From Brian Keogh at Wentworth
Paul McGinley has put Padraig Harrington in the shade after leaving him in the dark for four months.
While Harrington was hailed as Ireland's biggest export since Guinness for his historic Irish Open win, pal McGinley was about to reveal a Ryder Cup secret he'd been sitting on since February.
The Dubliner’s shock appointment by skipper Nick Faldo has completely overshadowed Harrington’s bid for a €1 million bonus if he can complete a rare Irish Open - PGA Championship double at Wentworth this week.
And while Harrington is delighted for his friend and long-time sparring partner, he confessed that he hadn’t a clue that it was coming.
Still exhausted after his Adare Manor triumph, Harrington said: “I knew nothing until my wife told me yesterday. But I definitely think Paul has all the credentials needed. He’d bring a good balance to the team definitely.
“It’s a good choice by Faldo. Jose Maria Olazabal is obviously passionate. McGinley’s passionate but probably doesn’t show it as much as Ollie. I think between the three of them there’d be a good balance there.”

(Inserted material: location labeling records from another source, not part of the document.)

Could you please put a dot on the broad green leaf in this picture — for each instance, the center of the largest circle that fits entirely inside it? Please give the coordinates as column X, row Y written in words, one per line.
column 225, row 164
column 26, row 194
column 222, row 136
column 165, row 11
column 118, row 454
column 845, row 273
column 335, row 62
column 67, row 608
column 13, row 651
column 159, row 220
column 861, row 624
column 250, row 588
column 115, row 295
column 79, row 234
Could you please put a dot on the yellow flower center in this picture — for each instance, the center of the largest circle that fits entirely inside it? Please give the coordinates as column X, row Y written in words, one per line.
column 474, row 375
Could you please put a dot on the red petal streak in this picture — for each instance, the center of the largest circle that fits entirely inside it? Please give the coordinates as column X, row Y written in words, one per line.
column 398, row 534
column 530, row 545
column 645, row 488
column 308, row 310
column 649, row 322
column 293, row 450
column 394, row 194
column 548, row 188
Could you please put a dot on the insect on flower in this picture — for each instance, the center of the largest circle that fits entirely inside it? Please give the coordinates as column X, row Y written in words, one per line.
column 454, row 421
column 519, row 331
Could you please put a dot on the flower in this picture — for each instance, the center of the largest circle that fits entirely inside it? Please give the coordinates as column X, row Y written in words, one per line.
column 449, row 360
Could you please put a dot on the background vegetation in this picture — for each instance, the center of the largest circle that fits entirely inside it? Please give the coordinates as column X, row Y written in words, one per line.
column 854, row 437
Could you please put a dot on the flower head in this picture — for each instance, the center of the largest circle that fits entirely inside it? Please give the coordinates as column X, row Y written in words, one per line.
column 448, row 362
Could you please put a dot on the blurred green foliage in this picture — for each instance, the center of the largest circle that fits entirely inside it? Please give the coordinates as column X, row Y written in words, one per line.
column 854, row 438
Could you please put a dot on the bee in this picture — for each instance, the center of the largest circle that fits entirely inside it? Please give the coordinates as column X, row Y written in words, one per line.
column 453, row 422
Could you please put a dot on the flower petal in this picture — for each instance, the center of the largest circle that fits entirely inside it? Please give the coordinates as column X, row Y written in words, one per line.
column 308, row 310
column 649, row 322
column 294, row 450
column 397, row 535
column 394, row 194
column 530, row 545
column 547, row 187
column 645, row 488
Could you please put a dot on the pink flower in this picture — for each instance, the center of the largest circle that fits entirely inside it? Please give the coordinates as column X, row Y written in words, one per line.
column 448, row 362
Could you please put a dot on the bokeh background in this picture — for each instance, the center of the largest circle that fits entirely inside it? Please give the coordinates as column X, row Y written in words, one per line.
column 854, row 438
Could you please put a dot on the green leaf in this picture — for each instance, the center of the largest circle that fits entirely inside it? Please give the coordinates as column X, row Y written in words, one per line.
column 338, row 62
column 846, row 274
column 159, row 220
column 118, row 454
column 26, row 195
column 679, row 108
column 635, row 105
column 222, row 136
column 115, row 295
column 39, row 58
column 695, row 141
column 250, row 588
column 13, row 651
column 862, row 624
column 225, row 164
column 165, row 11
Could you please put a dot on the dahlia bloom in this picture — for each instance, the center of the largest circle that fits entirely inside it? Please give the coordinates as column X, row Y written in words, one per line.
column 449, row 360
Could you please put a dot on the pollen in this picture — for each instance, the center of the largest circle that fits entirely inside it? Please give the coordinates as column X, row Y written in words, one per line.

Ryder Cup veteran Colin Montgomerie and Irish tour stars Peter Lawrie, Damien McGrane and Graeme McDowell were also taken by surprise by the McGinley bombshell.
Monty said: “It leaves Paul with a little bit of a quandary, doesn’t it. Would you have it in the back of your mind as a player that it’s a little bit of an insurance policy?”
And McDowell was also confused, adding: "Paul and Ollie are two guys who could still make their way onto the team so I am very surprised. Ollie is ranked 26th in the world at the moment so what is going on?”
Lawrie was delighted for McGinley, but added: “I thought Nick would want to go for more someone more senior and with a lot more experience - an older statesman and not guys that can still earn automatic selection.”
And McGrane was also amazed at McGinley’s nomination, pointing out that it could affect his focus when the race for qualifying points starts in September.
The Kells man said: “It is going to be a huge distraction in some shape or form. He will be playing golf thinking, 'Am I playing golf to be on the team or am I playing golf to be picking the team?'
“Maybe it is a couple of years too early for Paul. Maybe four years too early. I would certainly back Paul to play another Ryder Cup or two.”
But McGrane also had words of praise for Harrington, adding: "I am Padraig's biggest fan. I think he is Ireland's greatest export. I am better off because of Padraig Harrington. Peter Lawrie, Darren Clarke, Paul McGInley - we are all better off because he is a great ambassador for Ireland and Irish golf."
Harrington joked that it felt good to be bigger than Guinness.
But he is more worried about getting himself right for his week’s major championship flavoured BMW PGA, where he will partner Vijay Singh and Paul Casey for the first two rounds.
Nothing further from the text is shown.